Deciphering the glycan preference of bacterial lectins by glycan array and molecular docking with validation by microcalorimetry and crystallography

Abstract

Recent advances in glycobiology revealed the essential role of lectins for deciphering the glycocode by specific recognition of carbohydrates. Integrated multiscale approaches are needed for characterizing lectin specificity: combining on one hand high-throughput analysis by glycan array experiments and systematic molecular docking of oligosaccharide libraries and on the other hand detailed analysis of the lectin/oligosaccharide interaction by x-ray crystallography, microcalorimetry and free energy calculations. The lectins LecB from Pseudomonas aeruginosa and BambL from Burkholderia ambifaria are part of the virulence factors used by the pathogenic bacteria to invade the targeted host. These two lectins are not related but both recognize fucosylated oligosaccharides such as the histo-blood group oligosaccharides of the ABH(O) and Lewis epitopes. The specificities were characterized using semi-quantitative data from glycan array and analyzed by molecular docking with the Glide software. Reliable prediction of protein/oligosaccharide structures could be obtained as validated by existing crystal structures of complexes. Additionally, the crystal structure of BambL/Lewis x was determined at 1.6 Å resolution, which confirms that Lewis x has to adopt a high-energy conformation so as to bind to this lectin. Free energies of binding were calculated using a procedure combining the Glide docking protocol followed by free energy rescoring with the Prime/Molecular Mechanics Generalized Born Surface Area (MM-GBSA) method. The calculated data were in reasonable agreement with experimental free energies of binding obtained by titration microcalorimetry. The established predictive protocol is proposed to rationalize large sets of data such as glycan arrays and to help in lead discovery projects based on such high throughput technology.

Figure 1. Representation of the bacterial lectins and oligosaccharides used in the docking calculations.

Top: Graphical representation of the two bacterial lectins. From left to right LecB/fucose and BambL/fucose complexes have been adapted from PDB 1GZT and 3ZW2 respectively. The fucose ligand and calcium atoms are displayed as spheres. Bottom: Schematic representation and sequences of fucosylated oligosaccharides.

Figure 2. Flowchart of the docking/analysis protocol.

Figure 3. Selected data from the glycan array v4.1 performed on two bacterial lectins.

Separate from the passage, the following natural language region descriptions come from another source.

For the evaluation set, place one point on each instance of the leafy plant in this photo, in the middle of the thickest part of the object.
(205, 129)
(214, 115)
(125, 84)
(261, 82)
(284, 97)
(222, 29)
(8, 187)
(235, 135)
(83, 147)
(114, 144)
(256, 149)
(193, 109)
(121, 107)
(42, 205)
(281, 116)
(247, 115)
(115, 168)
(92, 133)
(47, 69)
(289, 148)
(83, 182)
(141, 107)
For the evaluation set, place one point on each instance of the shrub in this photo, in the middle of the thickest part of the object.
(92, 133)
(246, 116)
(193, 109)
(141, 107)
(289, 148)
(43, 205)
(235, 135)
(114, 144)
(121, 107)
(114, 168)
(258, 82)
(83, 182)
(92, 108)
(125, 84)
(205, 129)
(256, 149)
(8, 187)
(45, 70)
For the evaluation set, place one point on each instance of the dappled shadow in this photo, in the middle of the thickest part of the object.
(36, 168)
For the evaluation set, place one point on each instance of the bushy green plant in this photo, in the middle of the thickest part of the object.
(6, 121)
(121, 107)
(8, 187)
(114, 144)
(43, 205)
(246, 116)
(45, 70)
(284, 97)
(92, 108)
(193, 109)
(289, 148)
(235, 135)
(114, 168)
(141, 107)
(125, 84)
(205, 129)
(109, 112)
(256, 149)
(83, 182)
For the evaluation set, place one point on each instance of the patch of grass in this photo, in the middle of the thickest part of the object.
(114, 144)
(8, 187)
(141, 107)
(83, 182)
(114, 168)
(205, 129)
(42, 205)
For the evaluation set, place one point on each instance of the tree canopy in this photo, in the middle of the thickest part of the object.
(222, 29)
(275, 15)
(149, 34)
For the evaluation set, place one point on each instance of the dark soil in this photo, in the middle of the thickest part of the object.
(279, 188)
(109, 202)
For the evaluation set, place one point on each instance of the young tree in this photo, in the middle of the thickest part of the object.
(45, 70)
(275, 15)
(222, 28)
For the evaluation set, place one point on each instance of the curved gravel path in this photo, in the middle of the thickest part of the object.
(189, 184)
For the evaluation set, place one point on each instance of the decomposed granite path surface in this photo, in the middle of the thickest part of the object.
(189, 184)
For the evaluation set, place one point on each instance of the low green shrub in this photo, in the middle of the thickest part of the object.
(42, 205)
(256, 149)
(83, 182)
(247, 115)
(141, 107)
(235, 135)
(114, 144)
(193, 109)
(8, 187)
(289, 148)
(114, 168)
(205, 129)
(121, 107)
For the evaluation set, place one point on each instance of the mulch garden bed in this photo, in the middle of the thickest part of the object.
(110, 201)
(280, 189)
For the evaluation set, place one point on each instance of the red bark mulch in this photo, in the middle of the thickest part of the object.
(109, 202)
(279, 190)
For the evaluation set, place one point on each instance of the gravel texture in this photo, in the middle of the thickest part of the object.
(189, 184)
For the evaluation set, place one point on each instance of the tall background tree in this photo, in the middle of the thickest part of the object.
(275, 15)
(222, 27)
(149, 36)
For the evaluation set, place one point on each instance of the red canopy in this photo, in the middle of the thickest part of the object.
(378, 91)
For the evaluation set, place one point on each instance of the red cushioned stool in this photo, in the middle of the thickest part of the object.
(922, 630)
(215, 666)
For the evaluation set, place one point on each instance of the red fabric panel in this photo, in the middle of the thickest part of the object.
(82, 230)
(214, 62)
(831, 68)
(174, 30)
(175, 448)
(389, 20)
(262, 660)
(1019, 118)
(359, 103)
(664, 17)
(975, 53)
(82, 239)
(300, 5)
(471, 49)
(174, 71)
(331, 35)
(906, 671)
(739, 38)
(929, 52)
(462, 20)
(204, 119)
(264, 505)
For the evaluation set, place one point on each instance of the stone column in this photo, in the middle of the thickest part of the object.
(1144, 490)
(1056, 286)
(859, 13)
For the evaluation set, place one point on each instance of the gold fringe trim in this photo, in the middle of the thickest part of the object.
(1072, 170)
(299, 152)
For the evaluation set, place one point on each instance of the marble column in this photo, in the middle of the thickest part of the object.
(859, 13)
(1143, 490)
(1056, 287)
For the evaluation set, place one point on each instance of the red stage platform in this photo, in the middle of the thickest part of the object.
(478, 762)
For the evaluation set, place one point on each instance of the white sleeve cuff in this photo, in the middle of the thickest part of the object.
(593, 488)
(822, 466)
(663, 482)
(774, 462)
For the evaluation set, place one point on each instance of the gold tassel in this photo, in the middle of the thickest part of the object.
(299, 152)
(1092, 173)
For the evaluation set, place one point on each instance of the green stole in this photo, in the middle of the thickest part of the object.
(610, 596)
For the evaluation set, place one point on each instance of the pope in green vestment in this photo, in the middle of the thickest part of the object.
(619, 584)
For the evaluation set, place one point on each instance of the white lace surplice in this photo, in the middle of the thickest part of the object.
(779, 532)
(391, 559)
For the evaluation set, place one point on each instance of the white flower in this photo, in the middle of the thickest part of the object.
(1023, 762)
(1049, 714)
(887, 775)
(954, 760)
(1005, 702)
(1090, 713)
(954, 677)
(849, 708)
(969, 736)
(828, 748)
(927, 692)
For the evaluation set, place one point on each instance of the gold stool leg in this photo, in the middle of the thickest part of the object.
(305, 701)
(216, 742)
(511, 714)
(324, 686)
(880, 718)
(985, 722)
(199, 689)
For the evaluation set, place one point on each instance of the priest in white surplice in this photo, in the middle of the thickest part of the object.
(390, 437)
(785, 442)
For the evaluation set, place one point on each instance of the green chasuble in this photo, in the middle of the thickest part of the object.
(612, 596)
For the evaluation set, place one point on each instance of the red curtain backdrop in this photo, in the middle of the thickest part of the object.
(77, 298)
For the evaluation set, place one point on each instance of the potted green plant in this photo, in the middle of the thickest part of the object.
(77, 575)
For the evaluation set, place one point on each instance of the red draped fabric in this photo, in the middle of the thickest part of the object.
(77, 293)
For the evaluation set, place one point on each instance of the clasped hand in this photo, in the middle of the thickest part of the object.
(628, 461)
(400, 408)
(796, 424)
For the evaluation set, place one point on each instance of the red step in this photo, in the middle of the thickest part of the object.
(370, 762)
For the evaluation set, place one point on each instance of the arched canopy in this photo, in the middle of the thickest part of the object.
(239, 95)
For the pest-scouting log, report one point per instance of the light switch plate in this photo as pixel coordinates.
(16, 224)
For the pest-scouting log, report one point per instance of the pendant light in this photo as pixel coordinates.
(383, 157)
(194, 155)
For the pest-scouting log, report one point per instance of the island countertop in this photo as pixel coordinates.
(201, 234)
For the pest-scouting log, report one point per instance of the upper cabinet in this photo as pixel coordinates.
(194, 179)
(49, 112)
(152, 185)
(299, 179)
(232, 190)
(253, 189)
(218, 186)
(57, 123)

Binding is represented as fluorescent intensity obtained with LecB (top panel) and BambL (bottom panel) both at 0.2 µg.mL⁻¹ and labeled with Alexa 488. Blue bar: average value with standard deviation over 5 experiments at same concentration, red bar: maximum response observed.

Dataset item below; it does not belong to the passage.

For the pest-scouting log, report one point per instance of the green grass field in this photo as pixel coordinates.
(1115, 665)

Figure 4. Docking of the oligosaccharides in LecB binding site.

a) H type 1, b) H type 2, c) Le^a, d) Le^x, e) sLe^a f) sLe^x and g) A-tri. The docked oligosaccharides are represented as sticks (carbon, oxygen and nitrogen atoms are colored green, red and blue respectively) and the ones from crystal structures are colored orange. Calcium ions are represented as pink spheres. The protein accessible surface is colored in beige for residues comprised within a sphere of 4 Å around the ligand and in blue for residues involved in hydrogen bond with ligand residues (except fucose).

Figure 5. Energy maps and docked conformations.

Isoenergy contrours (1 kcal/mole) are represented as a function of Φ (x-axis) and Ψ (y-axis)torsion angles for all glycosidic linkages of interest taken from Glyco3D (http://glyco3d.cermav.cnrs.fr/) with superimposition of oligosaccharide conformations derived from docking (circles and squares) or protein crystallography (stars). Torsion angles are defined as Φ = θ(O5-C1-O1-Cx) and Ψ = θ(C1-O1-C′x-C′x+1).

Figure 6. Docking of the oligosaccharides in BambL binding site.

a) H type 1, b) H type 2, c) Le^a, d) Le^x, e) sLe^a f) sLe^x and g) A-tri. The color codes are the same as in Figure 4.

Figure 7. Crystallographic structure of BambL in complex with Le^x tetrasaccharide.

(A) Intramonomeric and (B) intermonomeric sites. Tetrasaccharide and key amino acids are represented as sticks, hydrogen bond to non-fucose carbohydrate residues as dotted lines; 2mF₀-Df_c electron density map contoured at 1σ is shown ad green mesh. (C) Superimposition of Le^x tetrasaccharide from crystal intramonomeric (yellow) and intermonomeric (pink) sites and Le^x trisaccharide from docking (green).

Figure 8. Correlations between experimental binding free energies of binding measured from titration microcalorimetry and theoretical ones calculated using MM-GBSA.

Top: LecB, bottom: BambL (bottom). Calculations have been performed with all data (black lines) or with omission of H-2 for LecB or sLea for BambL, respectively.